The dining halls will serve the tomatoes that remain in stock but will not be purchasing additional batches.

Though fresh tomatoes will be missing from salad, sandwich, and taco bars, students will see very slight changes in the menu, Martin said. She did not know when the tomatoes will return.

“We’ll continue to monitor quality and return tomatoes to the menu as soon as the quality is up to our standards,” Martin said.

For the majority of the year, HUHDS buys its tomatoes from Backyard Farms, a 42-acre tomato growing facility in Madison, Maine. During the winter, HUHDS gets them from farms in California and Florida to meet demand at Harvard.

This year, however, freezing temperatures in Florida not only limited the availability of tomatoes but also affected their quality.

Tomato disappearances are not new to Harvard. In 2004, HUHDS removed tomatoes from the salad bar for two months for the same reason when a crop famine in the winter caused the price to skyrocket and the quality to drop.
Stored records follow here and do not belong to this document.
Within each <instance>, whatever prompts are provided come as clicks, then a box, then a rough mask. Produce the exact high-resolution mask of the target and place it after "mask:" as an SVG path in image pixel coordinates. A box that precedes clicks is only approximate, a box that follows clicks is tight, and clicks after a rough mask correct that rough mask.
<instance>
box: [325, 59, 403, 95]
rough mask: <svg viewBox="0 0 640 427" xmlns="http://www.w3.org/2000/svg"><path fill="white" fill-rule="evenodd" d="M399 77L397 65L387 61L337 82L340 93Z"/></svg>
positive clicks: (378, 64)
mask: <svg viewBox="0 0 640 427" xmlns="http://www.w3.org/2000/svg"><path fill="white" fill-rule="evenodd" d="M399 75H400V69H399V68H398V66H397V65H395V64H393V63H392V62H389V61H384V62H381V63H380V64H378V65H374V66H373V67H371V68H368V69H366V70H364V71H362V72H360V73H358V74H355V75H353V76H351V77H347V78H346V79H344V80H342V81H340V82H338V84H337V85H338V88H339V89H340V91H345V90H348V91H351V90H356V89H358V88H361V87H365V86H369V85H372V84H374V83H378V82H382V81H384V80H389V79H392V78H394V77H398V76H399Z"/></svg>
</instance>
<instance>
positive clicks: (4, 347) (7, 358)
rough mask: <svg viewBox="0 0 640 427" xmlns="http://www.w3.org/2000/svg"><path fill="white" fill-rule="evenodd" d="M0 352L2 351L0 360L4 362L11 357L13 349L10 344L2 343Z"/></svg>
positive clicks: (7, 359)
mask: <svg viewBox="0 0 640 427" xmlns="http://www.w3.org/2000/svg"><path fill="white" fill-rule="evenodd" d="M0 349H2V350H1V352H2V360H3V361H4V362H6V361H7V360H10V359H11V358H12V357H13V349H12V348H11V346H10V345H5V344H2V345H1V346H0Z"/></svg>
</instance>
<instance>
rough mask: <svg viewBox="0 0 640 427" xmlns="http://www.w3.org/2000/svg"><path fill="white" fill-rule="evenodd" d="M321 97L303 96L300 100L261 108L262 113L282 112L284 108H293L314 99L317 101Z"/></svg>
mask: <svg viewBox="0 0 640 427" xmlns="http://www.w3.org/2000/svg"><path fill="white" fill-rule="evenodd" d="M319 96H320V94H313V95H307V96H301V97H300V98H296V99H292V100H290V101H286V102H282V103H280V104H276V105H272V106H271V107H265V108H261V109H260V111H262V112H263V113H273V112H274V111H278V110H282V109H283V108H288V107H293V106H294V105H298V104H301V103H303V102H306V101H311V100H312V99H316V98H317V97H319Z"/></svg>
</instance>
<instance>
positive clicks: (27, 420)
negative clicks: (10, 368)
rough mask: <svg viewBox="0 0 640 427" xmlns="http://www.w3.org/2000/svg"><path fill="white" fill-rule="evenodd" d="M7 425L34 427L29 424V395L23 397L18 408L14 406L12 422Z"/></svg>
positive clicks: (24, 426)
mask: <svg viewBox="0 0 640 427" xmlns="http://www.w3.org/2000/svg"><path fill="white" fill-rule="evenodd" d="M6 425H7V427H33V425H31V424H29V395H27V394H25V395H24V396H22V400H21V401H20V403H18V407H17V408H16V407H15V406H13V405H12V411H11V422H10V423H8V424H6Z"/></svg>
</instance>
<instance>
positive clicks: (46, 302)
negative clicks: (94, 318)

Joel A. Rojo ’11, a Quincy House resident eating in Adams, said he eats tomatoes every day, either with his salad or as a side.

“Tomatoes add redness to my green salad,” Joel A. Rojo ’11 said as he stuck his fork into a slice of tomato from his plate of green spinach.

Rojo said he agreed with HUHDS’ decision to remove them from the salad bar since they are both expensive and poor in quality, a sentiment echoed by Leverett House resident Elizabeth R. Moroney ’12.

“I wouldn’t want to eat plain tomatoes if they tasted bad,” she said.

Moroney, who said she mostly sticks to salads with greens and beans, said the dining halls should present alternatives to tomatoes.

No other produce was affected by the weather.